Donanım haber forumumda gordum konu ve yorumlar ilginc ...
18 mart 2012 yılında bir abimiz aracılığı ile tanıştık, bir sure flort edip nisan ayı icinde istemeye gittik, o akşam kızı verdiler. Altın takı ne istersiniz dedik, bizim icin fark etmez dediler, ne isterseniz onu takın gibisinden sozler kullandılar. Ceyizi ne yapıcaz dedik, babası ; kızım maaşından kucuk ev eşyalarını alsınlar dedi, ben gerisini alırım dedi, Ama siz oturma odası takımı alabilirsiniz dedi. Peki ona da tamam dedik. Haziran ın 2. Haftası nişan yapmaya karar verdik. Kuyumcuya ( Tufanlar ) gittik. Kızım ne istiyorsun dedi annem modeli soyle ben ona gore bilezik yapıcam dedi, ama kız tek parca bir bilezik beğendi, başka bir şey istemiyorum dedi, o gun o bilezik alındı. Babamlar bu boyle olmaz sana araba alalım dediler, benim kalan paramın uzerine yardım edip 15.000 tl ye Palio marka araba aldık.

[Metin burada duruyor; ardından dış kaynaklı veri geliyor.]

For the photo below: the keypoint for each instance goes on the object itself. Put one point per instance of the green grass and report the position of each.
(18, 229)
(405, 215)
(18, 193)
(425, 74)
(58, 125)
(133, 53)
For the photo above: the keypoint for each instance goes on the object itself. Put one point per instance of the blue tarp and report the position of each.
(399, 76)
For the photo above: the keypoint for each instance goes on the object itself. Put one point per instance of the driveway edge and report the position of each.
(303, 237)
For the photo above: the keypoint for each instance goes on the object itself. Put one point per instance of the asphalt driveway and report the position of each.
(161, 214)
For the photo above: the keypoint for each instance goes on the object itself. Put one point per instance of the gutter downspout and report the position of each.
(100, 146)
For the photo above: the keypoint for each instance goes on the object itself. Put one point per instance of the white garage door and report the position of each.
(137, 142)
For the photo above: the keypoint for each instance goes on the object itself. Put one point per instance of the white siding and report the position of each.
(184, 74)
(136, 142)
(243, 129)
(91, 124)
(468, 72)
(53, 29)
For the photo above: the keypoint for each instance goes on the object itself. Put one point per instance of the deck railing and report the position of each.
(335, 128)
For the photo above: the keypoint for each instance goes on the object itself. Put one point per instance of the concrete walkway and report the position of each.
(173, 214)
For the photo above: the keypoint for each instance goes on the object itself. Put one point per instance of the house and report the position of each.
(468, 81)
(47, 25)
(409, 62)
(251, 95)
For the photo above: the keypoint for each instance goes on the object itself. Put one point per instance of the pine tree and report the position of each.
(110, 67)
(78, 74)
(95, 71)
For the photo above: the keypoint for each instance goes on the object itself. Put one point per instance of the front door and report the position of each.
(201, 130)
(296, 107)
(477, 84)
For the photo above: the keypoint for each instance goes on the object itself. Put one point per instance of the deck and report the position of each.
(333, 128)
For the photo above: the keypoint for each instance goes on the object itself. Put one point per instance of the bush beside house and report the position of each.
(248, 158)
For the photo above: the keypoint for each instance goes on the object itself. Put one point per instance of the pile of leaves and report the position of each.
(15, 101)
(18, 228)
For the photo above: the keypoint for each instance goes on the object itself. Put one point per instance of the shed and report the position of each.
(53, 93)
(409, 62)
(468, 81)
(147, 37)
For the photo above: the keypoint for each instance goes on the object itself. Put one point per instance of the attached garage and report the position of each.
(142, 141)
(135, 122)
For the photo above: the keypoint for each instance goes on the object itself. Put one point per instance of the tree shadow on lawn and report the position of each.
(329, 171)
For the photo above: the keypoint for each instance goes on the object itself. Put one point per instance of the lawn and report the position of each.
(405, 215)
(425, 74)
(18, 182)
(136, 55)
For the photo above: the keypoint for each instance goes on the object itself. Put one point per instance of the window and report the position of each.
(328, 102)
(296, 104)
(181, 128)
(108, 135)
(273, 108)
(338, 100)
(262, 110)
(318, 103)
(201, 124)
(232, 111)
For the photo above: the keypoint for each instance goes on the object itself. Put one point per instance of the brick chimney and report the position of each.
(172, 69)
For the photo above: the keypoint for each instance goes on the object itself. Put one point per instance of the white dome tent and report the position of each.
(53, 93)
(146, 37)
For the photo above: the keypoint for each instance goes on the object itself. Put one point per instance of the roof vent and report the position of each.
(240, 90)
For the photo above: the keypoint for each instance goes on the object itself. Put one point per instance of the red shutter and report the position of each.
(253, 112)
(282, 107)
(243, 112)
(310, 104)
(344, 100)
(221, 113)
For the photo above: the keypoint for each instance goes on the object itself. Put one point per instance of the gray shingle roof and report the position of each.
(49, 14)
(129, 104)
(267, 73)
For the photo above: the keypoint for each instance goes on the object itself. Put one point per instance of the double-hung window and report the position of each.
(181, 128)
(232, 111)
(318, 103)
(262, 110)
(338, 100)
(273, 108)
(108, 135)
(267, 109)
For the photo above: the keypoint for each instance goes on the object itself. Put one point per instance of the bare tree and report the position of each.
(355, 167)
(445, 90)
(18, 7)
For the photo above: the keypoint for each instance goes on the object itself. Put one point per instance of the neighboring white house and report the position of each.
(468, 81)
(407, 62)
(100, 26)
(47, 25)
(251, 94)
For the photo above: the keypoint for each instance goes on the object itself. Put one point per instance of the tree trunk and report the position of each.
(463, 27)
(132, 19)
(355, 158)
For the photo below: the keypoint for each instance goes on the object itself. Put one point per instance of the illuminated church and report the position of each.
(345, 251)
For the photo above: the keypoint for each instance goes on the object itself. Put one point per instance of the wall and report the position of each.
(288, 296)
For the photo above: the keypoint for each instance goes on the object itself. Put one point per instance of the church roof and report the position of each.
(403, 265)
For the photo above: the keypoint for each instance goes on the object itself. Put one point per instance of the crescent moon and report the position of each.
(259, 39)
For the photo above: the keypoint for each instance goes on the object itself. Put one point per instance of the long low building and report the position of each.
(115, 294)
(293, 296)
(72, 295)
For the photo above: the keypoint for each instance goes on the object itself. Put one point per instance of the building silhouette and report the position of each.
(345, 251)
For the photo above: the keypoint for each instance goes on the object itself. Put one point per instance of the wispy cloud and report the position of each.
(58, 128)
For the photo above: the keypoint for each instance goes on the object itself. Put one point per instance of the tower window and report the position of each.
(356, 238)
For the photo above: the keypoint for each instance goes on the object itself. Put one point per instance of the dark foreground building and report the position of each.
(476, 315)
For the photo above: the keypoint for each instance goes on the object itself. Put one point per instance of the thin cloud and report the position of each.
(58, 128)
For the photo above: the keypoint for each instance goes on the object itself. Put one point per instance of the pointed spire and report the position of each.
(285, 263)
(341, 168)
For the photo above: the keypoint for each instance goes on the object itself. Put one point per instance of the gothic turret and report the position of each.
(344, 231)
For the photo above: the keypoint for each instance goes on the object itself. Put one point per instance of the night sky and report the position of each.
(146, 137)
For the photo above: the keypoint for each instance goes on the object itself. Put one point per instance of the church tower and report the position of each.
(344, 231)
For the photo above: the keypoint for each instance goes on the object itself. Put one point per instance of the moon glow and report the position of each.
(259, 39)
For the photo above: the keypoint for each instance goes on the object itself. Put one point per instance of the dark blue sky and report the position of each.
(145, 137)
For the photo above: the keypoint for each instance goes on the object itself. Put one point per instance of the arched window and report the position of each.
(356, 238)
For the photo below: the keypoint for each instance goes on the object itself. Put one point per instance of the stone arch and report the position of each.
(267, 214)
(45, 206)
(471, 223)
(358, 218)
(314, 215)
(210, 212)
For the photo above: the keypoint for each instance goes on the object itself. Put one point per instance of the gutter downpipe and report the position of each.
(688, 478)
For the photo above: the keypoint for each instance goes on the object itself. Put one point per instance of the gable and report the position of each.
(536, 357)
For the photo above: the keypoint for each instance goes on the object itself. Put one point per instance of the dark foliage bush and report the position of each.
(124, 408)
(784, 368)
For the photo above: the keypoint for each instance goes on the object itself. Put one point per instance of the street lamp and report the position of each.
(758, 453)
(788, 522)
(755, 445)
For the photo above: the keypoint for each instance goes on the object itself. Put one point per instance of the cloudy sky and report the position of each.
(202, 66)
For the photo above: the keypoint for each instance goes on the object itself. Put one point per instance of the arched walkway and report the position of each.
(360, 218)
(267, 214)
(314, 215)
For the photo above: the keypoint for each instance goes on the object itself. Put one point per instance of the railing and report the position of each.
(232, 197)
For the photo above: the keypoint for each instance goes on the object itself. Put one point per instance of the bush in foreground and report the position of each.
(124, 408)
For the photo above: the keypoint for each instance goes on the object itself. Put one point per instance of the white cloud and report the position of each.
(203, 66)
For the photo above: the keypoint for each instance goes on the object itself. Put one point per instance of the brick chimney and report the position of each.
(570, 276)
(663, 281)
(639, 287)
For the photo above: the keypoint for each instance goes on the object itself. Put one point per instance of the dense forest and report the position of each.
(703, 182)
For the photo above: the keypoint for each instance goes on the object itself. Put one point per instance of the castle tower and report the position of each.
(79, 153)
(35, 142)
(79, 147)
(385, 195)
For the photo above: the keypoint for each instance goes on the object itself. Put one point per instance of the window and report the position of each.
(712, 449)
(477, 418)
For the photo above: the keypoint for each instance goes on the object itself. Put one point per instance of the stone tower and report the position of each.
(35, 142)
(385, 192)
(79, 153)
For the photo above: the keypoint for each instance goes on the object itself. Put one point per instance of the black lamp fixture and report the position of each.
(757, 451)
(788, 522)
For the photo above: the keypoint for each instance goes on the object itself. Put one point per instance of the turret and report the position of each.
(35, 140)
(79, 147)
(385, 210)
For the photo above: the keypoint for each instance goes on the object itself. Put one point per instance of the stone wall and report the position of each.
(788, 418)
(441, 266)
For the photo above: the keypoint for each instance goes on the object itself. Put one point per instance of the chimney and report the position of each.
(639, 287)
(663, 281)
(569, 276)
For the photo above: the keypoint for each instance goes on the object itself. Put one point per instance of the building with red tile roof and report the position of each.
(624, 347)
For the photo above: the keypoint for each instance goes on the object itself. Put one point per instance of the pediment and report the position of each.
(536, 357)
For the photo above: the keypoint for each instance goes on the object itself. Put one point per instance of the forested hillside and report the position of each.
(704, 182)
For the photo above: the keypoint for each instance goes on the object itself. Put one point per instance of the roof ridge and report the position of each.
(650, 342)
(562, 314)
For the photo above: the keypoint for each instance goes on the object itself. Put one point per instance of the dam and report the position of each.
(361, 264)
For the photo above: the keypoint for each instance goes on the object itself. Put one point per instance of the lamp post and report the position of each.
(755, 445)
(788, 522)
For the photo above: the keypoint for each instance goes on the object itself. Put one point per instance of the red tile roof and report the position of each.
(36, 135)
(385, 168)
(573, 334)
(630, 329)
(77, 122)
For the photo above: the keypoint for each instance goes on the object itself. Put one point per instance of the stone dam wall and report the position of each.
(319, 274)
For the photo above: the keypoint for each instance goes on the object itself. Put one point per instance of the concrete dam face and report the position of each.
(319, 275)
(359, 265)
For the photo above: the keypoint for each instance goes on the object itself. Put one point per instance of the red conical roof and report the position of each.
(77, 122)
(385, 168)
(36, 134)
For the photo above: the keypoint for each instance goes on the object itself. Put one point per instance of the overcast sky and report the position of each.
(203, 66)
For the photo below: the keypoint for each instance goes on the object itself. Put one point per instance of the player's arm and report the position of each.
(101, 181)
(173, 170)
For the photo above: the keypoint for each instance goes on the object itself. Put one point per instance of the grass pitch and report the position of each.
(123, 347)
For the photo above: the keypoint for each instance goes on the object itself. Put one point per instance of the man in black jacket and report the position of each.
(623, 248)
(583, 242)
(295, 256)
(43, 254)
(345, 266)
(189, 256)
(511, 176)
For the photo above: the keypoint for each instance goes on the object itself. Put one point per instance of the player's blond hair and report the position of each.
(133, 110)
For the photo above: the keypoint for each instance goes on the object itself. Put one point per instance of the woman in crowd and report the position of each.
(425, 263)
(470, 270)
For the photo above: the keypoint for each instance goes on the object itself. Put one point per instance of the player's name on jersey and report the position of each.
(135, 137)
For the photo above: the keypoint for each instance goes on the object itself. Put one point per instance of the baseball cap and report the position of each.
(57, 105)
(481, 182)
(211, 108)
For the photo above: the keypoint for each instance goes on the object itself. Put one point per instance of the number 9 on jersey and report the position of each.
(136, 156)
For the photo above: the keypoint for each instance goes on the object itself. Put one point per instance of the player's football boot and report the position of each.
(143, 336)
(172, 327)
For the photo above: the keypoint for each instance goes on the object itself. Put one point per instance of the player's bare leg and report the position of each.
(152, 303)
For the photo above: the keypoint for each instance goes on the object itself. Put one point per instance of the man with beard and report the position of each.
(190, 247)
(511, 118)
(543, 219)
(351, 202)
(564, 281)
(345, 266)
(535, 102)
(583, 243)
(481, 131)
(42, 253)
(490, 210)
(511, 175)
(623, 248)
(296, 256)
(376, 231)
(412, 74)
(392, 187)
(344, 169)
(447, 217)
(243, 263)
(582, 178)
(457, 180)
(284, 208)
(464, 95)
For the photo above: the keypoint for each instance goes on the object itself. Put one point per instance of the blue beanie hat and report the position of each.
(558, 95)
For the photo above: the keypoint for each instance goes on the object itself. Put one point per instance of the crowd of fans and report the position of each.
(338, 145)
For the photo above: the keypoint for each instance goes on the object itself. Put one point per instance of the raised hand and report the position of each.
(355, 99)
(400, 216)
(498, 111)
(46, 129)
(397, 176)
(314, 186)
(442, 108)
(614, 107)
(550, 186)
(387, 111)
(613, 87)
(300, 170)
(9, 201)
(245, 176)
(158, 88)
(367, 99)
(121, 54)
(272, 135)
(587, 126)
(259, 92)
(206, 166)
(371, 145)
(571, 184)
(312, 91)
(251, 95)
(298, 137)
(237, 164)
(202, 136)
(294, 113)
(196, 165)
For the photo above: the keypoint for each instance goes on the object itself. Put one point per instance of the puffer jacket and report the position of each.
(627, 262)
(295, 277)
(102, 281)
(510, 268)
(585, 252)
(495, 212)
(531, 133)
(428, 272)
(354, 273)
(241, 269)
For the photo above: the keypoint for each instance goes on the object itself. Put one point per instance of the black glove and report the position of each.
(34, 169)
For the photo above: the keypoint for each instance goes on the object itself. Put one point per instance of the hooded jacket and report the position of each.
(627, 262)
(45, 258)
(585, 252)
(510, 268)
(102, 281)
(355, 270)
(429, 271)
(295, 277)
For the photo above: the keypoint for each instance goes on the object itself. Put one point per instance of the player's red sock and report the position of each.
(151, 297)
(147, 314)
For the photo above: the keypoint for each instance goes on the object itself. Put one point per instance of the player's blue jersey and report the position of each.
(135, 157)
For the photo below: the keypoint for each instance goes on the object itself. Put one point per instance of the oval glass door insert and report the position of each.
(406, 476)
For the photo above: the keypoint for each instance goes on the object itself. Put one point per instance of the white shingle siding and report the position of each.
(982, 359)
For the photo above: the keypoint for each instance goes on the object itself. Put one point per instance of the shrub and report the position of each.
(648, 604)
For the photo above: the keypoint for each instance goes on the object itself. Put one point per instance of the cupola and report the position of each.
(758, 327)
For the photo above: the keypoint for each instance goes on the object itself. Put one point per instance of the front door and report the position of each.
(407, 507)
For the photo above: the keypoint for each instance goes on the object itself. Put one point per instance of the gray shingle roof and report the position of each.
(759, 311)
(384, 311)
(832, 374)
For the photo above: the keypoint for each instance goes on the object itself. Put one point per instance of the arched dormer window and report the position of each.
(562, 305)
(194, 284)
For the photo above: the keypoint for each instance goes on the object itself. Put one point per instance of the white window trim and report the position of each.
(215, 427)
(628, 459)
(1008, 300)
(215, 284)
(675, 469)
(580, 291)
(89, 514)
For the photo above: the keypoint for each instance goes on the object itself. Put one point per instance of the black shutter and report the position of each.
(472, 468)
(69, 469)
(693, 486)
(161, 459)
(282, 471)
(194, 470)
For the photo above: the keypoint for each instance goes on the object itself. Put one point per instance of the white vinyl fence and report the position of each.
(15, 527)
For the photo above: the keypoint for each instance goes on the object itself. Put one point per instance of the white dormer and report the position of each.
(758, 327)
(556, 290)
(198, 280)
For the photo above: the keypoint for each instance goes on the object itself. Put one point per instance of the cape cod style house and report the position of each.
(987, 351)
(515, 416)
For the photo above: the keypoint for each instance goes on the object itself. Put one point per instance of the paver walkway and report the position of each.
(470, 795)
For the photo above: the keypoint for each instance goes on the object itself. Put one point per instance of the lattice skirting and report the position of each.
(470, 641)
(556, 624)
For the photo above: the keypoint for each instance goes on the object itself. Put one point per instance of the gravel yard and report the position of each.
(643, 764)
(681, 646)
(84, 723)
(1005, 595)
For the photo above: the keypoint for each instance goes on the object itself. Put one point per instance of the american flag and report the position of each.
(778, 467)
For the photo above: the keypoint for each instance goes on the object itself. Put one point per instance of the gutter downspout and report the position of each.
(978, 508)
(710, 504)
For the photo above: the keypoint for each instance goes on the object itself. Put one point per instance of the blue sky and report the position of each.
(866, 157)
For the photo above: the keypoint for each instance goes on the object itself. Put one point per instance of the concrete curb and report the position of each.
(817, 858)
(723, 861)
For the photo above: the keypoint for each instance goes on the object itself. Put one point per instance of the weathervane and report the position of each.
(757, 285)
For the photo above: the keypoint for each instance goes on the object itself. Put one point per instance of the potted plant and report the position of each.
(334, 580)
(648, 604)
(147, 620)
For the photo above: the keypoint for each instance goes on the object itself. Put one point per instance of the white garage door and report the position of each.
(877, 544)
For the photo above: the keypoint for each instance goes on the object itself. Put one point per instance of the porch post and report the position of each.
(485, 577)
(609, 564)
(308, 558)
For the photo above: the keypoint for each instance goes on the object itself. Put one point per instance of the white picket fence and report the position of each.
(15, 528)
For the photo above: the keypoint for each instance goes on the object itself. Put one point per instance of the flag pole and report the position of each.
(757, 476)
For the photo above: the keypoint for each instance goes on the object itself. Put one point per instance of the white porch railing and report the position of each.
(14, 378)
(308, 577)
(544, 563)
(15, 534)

Sonra kız bana nişan zamanı yaklaştı, nişan elbisesi bakmaya başladık, ben 10 dakika icinde beğenip 200 tl civarında tutan; gomlek, ayakkabı, pantolon ve kravat aldım. Ama kız Fethiye den beğenemedi. İzmir ’ de bir kuzeni varmış, onun yanına gidicem oradan alıcam dedi. Peki dedim. Kız kardeşi ile birlikte gidiş donuş otobus biletlerini aldım yolladım. Elbise beğenmişler 700 tl civarında para istediler, hemen yolladım. (Aynı elbiseyi aynı modeli Fethiye Tufanlar da 200 tl ye satıyorlar sadece rengi farklıydı, beraber gorduk ).
Sonraki gun geldiler, Nişanda bana ne takacaksın dedi; bende bir kolye gibi bir şey takarım dedim. Kuyumcuya vardık, once bir kolye beğendi, sonra Oradaki satıcı farklı modeller gosterdi, ve 4500 tl lik 14 ayar bir set beğendi.( Elbisesi ile uyumlu olduğu icinmiş.). Ses etmedik, onu da aldık.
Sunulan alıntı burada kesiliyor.